Die in praktischer Hinsicht am häufigsten vorkommende Art der Trennung von Eheleuten ist der Auszug eines Ehegatten aus der gemeinsamen Mietwohnung, wohingegen der andere dort (zumindest noch eine Zeit lang) wohnen bleibt. Welcher Ehegatte haftet dann letztendlich für den anfallenden Mietzins? Können Unterhaltsansprüche bei dieser Beurteilung eine Rolle spielen?

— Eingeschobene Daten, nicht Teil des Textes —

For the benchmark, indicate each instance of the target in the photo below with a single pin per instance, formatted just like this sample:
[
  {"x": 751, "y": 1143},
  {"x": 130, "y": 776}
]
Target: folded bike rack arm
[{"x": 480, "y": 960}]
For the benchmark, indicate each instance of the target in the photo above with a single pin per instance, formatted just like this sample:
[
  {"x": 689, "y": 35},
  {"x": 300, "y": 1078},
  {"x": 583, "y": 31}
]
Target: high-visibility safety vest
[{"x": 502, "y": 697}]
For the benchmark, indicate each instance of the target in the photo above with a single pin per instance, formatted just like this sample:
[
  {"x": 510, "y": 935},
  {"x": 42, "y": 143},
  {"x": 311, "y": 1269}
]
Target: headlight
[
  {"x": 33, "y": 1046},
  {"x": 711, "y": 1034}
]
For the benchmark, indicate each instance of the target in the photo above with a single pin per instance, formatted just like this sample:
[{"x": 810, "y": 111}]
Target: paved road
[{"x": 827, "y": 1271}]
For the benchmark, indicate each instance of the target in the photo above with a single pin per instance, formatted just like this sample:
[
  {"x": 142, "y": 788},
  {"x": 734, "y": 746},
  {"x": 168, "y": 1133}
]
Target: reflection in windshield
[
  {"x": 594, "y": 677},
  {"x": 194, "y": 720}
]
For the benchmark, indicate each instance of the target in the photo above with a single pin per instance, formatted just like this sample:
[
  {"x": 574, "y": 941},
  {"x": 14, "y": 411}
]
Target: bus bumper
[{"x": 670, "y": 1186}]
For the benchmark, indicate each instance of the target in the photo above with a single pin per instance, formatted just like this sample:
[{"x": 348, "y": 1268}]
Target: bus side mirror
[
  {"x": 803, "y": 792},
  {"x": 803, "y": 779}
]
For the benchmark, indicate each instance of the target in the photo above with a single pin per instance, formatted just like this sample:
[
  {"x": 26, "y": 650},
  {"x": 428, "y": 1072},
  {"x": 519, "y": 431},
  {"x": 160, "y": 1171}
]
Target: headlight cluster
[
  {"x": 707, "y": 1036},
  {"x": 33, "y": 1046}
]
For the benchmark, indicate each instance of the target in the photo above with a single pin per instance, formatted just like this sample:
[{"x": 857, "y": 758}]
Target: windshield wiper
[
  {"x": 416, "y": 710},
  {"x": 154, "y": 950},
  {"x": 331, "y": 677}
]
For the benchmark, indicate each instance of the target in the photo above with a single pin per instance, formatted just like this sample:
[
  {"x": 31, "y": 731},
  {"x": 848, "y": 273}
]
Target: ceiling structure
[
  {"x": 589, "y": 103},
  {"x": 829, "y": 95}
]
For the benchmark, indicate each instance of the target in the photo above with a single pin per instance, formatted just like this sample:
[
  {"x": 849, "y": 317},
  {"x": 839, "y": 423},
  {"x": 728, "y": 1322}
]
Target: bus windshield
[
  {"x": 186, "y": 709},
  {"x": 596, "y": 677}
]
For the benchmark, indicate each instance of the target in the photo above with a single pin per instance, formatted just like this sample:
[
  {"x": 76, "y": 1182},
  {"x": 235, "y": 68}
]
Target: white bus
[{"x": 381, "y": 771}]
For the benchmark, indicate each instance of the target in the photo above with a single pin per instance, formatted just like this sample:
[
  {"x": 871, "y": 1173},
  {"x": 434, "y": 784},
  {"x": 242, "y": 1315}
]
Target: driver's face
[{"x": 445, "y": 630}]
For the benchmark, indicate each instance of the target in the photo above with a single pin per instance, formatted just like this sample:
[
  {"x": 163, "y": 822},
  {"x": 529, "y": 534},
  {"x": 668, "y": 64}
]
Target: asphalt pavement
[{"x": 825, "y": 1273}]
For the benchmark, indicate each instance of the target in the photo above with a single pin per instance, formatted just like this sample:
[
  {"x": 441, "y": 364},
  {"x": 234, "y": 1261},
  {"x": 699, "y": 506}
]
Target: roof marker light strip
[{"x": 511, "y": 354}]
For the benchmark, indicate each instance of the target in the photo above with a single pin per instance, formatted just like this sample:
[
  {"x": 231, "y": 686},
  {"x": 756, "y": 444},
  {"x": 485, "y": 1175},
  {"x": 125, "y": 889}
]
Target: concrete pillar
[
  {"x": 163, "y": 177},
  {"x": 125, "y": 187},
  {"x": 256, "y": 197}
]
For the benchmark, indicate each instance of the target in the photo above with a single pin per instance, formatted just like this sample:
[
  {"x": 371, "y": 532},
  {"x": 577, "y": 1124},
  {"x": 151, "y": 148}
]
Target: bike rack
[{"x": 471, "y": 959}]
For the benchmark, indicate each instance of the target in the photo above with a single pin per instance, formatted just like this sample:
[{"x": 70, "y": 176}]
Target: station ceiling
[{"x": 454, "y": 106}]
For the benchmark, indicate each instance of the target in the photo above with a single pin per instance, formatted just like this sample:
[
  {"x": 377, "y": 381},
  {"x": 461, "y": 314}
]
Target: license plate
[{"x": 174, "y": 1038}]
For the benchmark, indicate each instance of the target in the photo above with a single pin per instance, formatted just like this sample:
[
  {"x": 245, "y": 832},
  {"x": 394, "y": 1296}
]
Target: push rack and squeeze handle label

B. Inhalt und Gegenstand der Entscheidung

Die verheirateten Beteiligten leben seit Januar 2015 getrennt. Der Antragsgegner ist im Januar 2015, die Antragstellerin und die beiden gemeinsamen Kinder zum 01.05.2015 in eine neue, kleinere Wohnung, für die sie eine Nettomiete von 335 Euro monatlich zahlt, gezogen. Die Eheleute hatten den gemeinsam abgeschlossenen Mietvertrag der Ehewohnung fristgerecht zum 30.04.2015 gekündigt.
Die Antragstellerin hat die Nettomiete der Ehewohnung von monatlich 715 Euro sowie die Nebenkosten für die Monate Februar bis April 2015 allein bezahlt. Der Antragsgegner hat u.a. im Zeitraum von Februar bis April 2015 an die Antragstellerin Trennungsunterhalt von 952 Euro monatlich und Kindesunterhalt von insgesamt 748 Euro monatlich gezahlt. Bei der Berechnung des Unterhalts sind die Verbindlichkeiten aus dem Mietvertrag nicht berücksichtigt worden.
Das OLG Bremen führt aus, dass die Ehegatten auch nach dem Auszug des Antragsgegners im Innenverhältnis grundsätzlich hälftig auf die Miete haften (§ 426 Abs. 1 BGB). Allein aus der Tatsache, dass die Antragstellerin noch drei Monate in der Wohnung verblieb, während der Antragsgegner nach seinem Auszug im Januar 2015 eine anderweitige Unterbringung finden musste, ergebe sich noch keine anderweitige Bestimmung im Sinne der Norm. Da die Eheleute gemeinsam nach der Trennung unter Einhaltung der gesetzlichen Kündigungsfrist von drei Monaten das Mietverhältnis beendet hatten, entsprach es auch der wirtschaftlichen Vernunft, dass die Antragstellerin und die Kinder noch während dieser drei Monate die Wohnung nutzten.
Eine anderweitige Bestimmung i.S.d. § 426 Abs. 1 Satz 1 BGB könne auch nicht darin zu sehen sein, dass der Antragsgegner während der verfahrensgegenständlichen drei Monate an die Antragstellerin sowohl Trennungs- als auch Kindesunterhalt gezahlt hat. Denn der insoweit darlegungsbelastete Antragsgegner habe nicht vorgetragen, dass die Miete monatlich vom Einkommen der Antragstellerin abgezogen wurde und sich dadurch ihr Unterhaltsanspruch ihm gegenüber erhöht habe. Weder eine unmittelbare noch eine mittelbare tatsächliche Beteiligung des Antragsgegners am Abtrag der Miete habe nach Aktenlage stattgefunden.
Zu berücksichtigen sei aber, dass die Ehefrau seit dem 01.05.2015 eine kleinere Wohnung bewohnt, für die 335 Euro Nettomiete pro Monat anfallen. Die 335 Euro hätte die Antragstellerin bei Anmietung einer nach der Trennung angemessenen kleineren Wohnung ohnehin alleine tragen müssen. Gleiches gelte für die Nebenkosten. Dementsprechend könne sie nur eine hälftige Beteiligung des Antragsgegners an den darüber hinaus für die ehemalige Ehewohnung anfallenden Mietkosten verlangen. Die Differenz zwischen diesem Betrag und den für die ehemalige Ehewohnung gezahlten 715 Euro beträgt 380 Euro. Von diesen habe der Antragsgegner die Hälfte und somit 190 Euro monatlich zu zahlen.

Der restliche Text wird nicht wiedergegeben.